Authors : Mike Thelwall, Kayvan Kousha
The h-index is an indicator of the scientific impact of an academic publishing career. Its hybrid publishing/citation nature and inherent bias against younger researchers, women, people in low resourced countries, and those not prioritizing publishing arguably give it little value for most formal and informal research evaluations.
Nevertheless, it is well-known by academics, used in some promotion decisions, and is prominent in bibliometric databases, such as Google Scholar. In the context of this apparent conflict, it is important to understand researchers’ attitudes towards the h-index.

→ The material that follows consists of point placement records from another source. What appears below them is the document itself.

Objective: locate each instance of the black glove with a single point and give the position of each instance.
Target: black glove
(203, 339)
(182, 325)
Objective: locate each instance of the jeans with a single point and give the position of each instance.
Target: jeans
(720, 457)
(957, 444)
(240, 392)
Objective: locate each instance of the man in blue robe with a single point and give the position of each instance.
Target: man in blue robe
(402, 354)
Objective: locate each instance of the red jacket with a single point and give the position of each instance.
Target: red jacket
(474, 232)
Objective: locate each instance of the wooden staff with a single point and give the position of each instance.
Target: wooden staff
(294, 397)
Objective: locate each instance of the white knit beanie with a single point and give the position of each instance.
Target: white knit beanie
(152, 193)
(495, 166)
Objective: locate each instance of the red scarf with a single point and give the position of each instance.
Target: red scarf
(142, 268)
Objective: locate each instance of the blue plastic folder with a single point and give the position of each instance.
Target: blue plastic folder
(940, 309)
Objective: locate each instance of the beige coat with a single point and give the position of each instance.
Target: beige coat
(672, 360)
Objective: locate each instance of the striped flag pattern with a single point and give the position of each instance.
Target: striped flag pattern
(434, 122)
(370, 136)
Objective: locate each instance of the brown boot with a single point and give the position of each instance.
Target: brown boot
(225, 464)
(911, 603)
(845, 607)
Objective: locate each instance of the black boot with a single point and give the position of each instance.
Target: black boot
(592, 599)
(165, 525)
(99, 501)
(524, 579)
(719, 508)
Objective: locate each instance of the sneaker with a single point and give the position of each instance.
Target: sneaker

This article used public tweets in English to analyse how scholars discuss the h-index in public: is it mentioned, are tweets about it positive or negative, and has interest decreased since its shortcomings were exposed?
The January 2021 Twitter Academic Research initiative was harnessed to download all English tweets mentioning the h-index from the 2006 start of Twitter until the end of 2020. The results showed a constantly increasing number of tweets.
Whilst the most popular tweets unapologetically used the h-index as an indicator of research performance, 28.5% of tweets were critical of its simplistic nature and others joked about it (8%). The results suggest that interest in the h-index is still increasing online despite scientists willing to evaluate the h-index in public tending to be critical.
Nevertheless, in limited situations it may be effective at succinctly conveying the message that a researcher has had a successful publishing career.